German labour ministry accepts AbA call for occupational pensions panel
GERMANY - A representative of Germany's labour ministry has confirmed that an occupational pensions panel is to established at the request of the AbA, the country's association of occupational pensions.
Heribert Karch, head of the AbA, had called for the creation of a permanent panel to discuss the German second pillar as part of a manifesto issued by the association as a contribution to the ongoing dialogue on pensions in Germany.
Speaking to delegates at the AbA's autumn conference in Cologne today, Annette Niederfranke, senior representative from the German labour ministry, said: "The idea to have an institutionalised dialogue on occupational pensions is great."
She confirmed that the ministry was in favour of creating such a panel and added that it was in fact "long overdue" and a "really good idea".
Karch thanked Niederfranke for publically accepting his proposal.
In her address, Niederfranke thanked the AbA for its work and encouraged the association to continue to participate in the pension dialogue.
"The question is how we can increase the share of occupational pensions in old-age benefits, and this is where we are counting on the AbA - because it is a bad idea for civil servants to tackle this on their own," she said.
She also reassured the association that the ministry "fully supported" its criticism of Solvency II for pension vehicles and confirmed that the current recommendations on the IORP directive "ran the risk of Solvency II being applied to pension vehicles".

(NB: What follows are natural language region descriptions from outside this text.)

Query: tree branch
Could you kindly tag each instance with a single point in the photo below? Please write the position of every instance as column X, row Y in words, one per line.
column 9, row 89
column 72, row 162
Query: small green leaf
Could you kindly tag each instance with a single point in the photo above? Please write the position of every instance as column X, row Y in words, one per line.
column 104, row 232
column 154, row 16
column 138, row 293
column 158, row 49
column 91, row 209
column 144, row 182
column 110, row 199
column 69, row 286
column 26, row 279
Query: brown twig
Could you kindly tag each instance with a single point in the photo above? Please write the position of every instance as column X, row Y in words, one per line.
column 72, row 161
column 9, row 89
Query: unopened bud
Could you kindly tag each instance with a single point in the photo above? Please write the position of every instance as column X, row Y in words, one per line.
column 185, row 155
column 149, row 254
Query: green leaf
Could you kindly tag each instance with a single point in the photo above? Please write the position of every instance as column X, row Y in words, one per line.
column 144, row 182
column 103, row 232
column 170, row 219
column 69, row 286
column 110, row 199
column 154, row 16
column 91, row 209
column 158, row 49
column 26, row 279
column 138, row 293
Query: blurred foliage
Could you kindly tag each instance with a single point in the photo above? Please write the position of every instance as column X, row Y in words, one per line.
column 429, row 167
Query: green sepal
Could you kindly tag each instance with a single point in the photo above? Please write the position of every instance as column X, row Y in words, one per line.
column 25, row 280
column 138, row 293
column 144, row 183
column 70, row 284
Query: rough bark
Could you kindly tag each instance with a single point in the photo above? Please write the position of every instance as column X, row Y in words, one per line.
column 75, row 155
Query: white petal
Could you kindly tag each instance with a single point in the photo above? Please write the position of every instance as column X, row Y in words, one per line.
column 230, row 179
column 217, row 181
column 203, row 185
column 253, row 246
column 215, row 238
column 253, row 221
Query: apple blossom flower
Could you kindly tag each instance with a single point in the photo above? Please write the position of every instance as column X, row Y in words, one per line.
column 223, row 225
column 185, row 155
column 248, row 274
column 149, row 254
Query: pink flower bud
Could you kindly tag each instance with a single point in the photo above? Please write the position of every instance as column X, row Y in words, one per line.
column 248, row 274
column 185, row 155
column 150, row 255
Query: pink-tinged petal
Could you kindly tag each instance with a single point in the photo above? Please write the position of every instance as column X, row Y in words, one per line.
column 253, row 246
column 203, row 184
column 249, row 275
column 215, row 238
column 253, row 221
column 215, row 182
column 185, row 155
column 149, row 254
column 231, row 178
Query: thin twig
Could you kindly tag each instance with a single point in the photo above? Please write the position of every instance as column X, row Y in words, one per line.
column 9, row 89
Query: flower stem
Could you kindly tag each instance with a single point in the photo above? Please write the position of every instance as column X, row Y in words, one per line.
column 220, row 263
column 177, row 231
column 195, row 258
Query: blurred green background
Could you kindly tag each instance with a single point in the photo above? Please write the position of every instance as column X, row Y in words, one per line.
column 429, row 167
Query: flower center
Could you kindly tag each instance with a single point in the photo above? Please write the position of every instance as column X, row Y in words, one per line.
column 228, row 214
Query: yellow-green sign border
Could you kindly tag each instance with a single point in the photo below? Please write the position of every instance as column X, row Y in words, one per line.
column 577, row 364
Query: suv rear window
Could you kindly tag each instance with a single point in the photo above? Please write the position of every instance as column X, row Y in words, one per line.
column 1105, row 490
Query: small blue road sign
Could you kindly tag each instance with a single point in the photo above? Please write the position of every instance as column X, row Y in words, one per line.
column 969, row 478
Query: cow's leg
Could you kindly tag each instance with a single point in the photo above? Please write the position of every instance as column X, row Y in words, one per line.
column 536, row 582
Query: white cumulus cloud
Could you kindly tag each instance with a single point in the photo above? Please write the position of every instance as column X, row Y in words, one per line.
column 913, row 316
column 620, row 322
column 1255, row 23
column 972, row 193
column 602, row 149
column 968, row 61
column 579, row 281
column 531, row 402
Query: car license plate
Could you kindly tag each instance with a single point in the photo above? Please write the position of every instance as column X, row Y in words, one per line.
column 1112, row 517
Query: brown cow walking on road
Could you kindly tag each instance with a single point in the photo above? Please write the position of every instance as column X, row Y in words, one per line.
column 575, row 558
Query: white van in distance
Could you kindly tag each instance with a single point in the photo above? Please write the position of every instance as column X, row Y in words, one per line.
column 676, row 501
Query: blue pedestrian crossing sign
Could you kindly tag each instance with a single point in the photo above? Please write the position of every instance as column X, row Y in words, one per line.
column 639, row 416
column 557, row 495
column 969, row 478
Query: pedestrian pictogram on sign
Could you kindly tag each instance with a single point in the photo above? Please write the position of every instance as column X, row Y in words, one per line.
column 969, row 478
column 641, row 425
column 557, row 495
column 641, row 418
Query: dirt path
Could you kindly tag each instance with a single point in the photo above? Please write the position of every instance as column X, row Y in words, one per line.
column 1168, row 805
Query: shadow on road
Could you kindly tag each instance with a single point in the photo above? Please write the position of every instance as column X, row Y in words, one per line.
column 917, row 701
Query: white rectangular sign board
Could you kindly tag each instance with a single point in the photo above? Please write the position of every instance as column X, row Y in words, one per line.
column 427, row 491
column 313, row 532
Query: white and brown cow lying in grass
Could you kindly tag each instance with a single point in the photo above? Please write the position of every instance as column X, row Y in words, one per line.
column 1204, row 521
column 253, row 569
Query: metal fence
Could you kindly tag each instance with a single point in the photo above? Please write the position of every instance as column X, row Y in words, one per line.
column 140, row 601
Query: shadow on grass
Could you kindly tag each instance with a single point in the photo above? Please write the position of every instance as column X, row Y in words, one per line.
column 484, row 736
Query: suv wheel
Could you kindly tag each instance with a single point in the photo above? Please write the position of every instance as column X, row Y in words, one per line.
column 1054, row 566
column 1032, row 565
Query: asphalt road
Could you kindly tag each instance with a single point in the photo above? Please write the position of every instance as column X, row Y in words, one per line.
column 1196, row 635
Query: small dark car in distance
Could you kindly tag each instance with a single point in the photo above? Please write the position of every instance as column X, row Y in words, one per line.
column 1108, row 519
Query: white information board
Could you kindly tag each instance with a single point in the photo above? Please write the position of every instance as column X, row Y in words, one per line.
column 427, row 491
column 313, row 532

She did reject one of the AbA's recommendations, however, saying she "did not have much hope" of changes to the legal framework for occupational pensions regarding the taxation of companies and members.
She stressed that there would "not be any additional money from taxes".
She also said she also feared such a measure would fail to have a broad effect across the population, merely benefitting people with higher income.
Nevertheless, in his response, Karch renewed calls for company tax incentives to help them achieve occupational pension coverage of 80-90%.
He added that people from industries where occupational pensions were already well established would not have to apply for the Zuschussrente, an additional pension recommended by the labour ministry for people who have worked or raised children but face a below-minimum pension.
Karch stressed that, in principle, the AbA welcomed the Zuschussrente, which also makes additional savings in the second and third pillars a condition for being granted this additional payment.